I love the word 'ubiquitous.'  I have no idea really why.  I just do.  It is such a good word and sounds so nice and yeah I'm at that point where I am so pleased with a word for some reason.

Finally, I have started the front-end of my IR paper, though I am honestly putting my blinders on and am just writing, because I need to fucking write.  My theory and everything is obviously not going to be very long (and I should not have talked to roommates, one of whom wrote a 10 page front-end claiming that it was not long at all, and the other who wrote 20 pages), and it is really...kind of going to be me pulling shit out of my ass.  I'm really not familiar with this literature, and it appears that what I am looking at is not really asked...which is both good and bad for me.  Good in the sense that no one has really done it before, so it is an original idea.  Bad in the sense that it makes finding sources particularly difficult.  I'm not sure how to even search for things, honestly.  And I'm going to have to start drawing a bunch of lines that probably do not make much sense but I will try I guess.  Despite being really tired and not wanting to do this and still being really fucking unmotivated.

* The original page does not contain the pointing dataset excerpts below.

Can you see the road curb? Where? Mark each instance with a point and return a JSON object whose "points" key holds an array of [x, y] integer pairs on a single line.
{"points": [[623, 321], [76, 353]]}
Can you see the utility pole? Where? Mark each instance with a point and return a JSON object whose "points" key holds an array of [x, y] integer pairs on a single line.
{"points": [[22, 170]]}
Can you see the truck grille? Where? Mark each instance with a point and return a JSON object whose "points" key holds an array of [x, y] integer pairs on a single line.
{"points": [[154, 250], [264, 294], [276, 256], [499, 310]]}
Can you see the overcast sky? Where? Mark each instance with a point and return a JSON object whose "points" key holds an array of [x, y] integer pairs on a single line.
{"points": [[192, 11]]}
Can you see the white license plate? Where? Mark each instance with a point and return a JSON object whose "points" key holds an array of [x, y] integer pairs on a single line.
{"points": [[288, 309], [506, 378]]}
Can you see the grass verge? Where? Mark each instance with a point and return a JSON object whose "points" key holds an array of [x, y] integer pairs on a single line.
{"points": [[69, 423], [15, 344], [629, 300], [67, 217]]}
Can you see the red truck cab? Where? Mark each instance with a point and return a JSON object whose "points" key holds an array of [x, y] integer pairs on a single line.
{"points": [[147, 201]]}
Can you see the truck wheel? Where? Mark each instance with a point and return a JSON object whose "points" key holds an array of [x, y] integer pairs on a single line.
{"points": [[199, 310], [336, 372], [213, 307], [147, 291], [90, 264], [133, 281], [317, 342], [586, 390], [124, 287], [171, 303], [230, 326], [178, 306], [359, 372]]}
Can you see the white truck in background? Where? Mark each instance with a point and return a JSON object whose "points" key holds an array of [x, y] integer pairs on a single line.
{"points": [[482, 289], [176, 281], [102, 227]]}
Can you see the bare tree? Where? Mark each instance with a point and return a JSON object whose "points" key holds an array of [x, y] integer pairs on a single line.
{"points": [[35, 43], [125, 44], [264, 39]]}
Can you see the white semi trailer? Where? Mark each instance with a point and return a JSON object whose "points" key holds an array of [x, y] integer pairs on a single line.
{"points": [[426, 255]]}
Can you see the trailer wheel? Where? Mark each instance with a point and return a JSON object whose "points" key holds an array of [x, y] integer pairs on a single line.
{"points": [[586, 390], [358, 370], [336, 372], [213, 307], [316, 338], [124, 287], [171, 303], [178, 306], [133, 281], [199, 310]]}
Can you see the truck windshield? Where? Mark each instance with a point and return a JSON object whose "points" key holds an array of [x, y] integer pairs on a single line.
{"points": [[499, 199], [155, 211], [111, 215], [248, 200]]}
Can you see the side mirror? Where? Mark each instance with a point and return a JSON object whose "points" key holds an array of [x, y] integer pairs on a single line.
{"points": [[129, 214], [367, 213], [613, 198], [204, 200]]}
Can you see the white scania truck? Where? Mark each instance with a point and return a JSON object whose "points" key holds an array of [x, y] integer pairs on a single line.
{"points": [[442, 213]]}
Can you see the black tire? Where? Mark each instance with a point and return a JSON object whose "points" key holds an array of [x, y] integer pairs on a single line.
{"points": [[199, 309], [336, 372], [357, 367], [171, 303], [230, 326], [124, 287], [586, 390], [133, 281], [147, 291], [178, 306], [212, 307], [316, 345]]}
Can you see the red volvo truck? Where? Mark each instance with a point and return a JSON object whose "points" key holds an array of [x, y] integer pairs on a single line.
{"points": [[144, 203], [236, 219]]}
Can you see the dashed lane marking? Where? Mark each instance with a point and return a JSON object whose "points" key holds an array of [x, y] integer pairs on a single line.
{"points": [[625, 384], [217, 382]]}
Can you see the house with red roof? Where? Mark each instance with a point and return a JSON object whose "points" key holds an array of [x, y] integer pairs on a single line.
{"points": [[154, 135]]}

(Side note: Two Door Cinema Club just came on overhead where I am sitting in the hotel and the playlist has been filled with awesome bands and I applaud whoever made this playlist holy shit.  It has really been mostly alternative/indie/rock/etc. and I am so pleased with this.)

As much as I enjoy the fact that I actually do think deductively more than I originally thought, it is kind of a pain in the ass, because then finding data for these random questions can often be really annoying.  And finding pieces to bolster an idea such as this one really isn't much easier.

Bah.

This really is just going to be a bunch of bullshit, I think.  But if I could write it, that would be fantastic.


You know, one of the roommates nudged me when we were walking, saying that there won't be many times where I am around a bunch of smart people and a lot of the guys are hot and stuff.  I just kind of laughed and shrugged, with no actual interest in doing anything like that.  Partially because I just do not give a shit right now about most things, and maybe partially because I would rather find a mathematician/computer scientist/engineer type because I am a fucking weirdo.  Or maybe I am just using that as an excuse to not meet people in that sort of way.  But I do like the STEM field people.  Don't ask me why.

...I probably am just making excuses.

Eh, whatever.  It is a working conference anyway.  I shouldn't feel bad for not being interested in mingling for anything other than networking purposes.